Jazz Coach Jerry Sloan has been preaching this patient-offense gospel since the playoffs began (the Jazz also outrebounded Phoenix in the first round, 176-156), but especially since Portland appeared on the horizon. In the coaches' view, no quick shot is a good shot. Unless your offense is set and your rebounders are in place, even a wide-open, uncontested 12-foot jump shot should be avoided.

"If there's 22 seconds left on the 24-second clock and nobody's there to rebound, it's a horrendous shot," he says.

Push him for examples, and he'll run the film of the end of Saturday's second quarter, when the Jazz, holding a 47-35 lead with just over two minutes to play, turned into liberals.

"We take three or four of the worst shots in the history of basketball," he says with disdain, "and what do they do? They go down and score."
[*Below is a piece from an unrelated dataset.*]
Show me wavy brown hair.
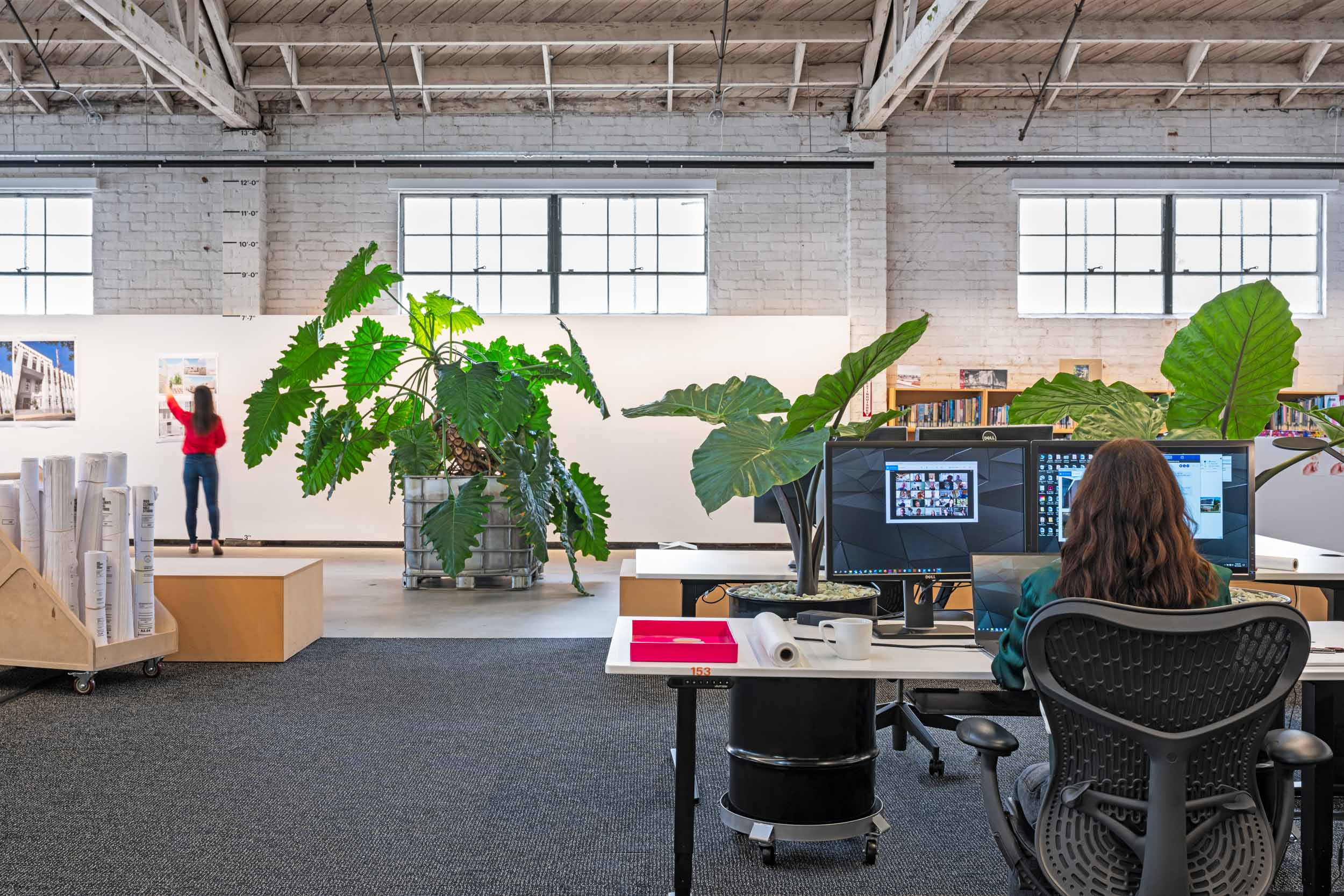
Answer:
[1055,439,1218,610]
The shots the Jazz took were not while they were ordering a corn dog. They were the kind that, when unsuccessful, gave Portland a chance to rev up its fast break, a break the Jazz talk about in hushed tones as if they're talking about a Ferrari Testarossa.
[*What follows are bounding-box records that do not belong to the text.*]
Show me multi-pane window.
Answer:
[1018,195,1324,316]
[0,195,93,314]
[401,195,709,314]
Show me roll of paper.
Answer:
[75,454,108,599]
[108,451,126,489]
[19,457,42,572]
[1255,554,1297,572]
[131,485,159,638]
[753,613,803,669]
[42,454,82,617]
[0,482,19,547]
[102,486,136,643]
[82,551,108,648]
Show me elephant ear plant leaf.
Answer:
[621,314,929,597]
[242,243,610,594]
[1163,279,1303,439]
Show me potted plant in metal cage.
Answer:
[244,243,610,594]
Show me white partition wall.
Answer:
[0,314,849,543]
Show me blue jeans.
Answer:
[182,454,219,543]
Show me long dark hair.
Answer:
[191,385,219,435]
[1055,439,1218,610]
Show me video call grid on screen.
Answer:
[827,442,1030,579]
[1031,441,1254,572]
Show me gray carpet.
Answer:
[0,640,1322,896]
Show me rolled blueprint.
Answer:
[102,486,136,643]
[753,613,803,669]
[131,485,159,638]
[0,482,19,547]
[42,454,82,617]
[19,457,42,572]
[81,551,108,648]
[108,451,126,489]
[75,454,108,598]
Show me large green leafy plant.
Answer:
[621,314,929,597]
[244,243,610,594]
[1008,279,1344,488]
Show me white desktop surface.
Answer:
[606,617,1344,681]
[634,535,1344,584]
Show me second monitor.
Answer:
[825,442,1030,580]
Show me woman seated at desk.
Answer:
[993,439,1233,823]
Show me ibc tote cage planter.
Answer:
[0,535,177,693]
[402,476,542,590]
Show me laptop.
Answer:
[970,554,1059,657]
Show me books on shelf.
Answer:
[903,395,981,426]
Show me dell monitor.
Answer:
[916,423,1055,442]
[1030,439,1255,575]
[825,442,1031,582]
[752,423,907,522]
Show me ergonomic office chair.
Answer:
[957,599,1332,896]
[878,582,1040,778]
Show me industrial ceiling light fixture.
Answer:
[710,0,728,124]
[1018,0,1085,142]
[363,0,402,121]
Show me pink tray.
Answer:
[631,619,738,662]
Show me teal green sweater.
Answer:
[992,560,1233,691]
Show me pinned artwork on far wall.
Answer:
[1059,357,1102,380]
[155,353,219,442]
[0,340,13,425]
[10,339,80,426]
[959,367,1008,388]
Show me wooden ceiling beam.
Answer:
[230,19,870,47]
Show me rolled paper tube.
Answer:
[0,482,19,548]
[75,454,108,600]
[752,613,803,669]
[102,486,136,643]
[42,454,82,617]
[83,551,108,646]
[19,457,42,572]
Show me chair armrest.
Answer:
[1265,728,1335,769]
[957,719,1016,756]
"Maybe if we were as quick as they are," says Sloan, "but we're not."

Fortunately for Sloan, the Jazz's undiscipline came just before halftime, giving him the chance to use the three or four worst shots in the history of basketball as the theme of his halftime speech.

"He did bring them up," confirmed Jazz owner Larry Miller, who was present. "He didn't holler or scream, he just said the game was ours to win or lose depending on if we wanted to be patient or not."

In the second half, the Jazz were as patient as government contractors. In no time, they put some distance between them and the narrow 49-46 advantage they held at the half. They kept the Blazers from dominating the glass. They didn't give them the keys to their fast break. The Jazz walked away with advantages on the backboards and the scoreboards.

Sloan walked away saying he hopes everyone on his team has the point by now, if they didn't already.

"You win these games with defense," he said. "And it's hard to defend layups."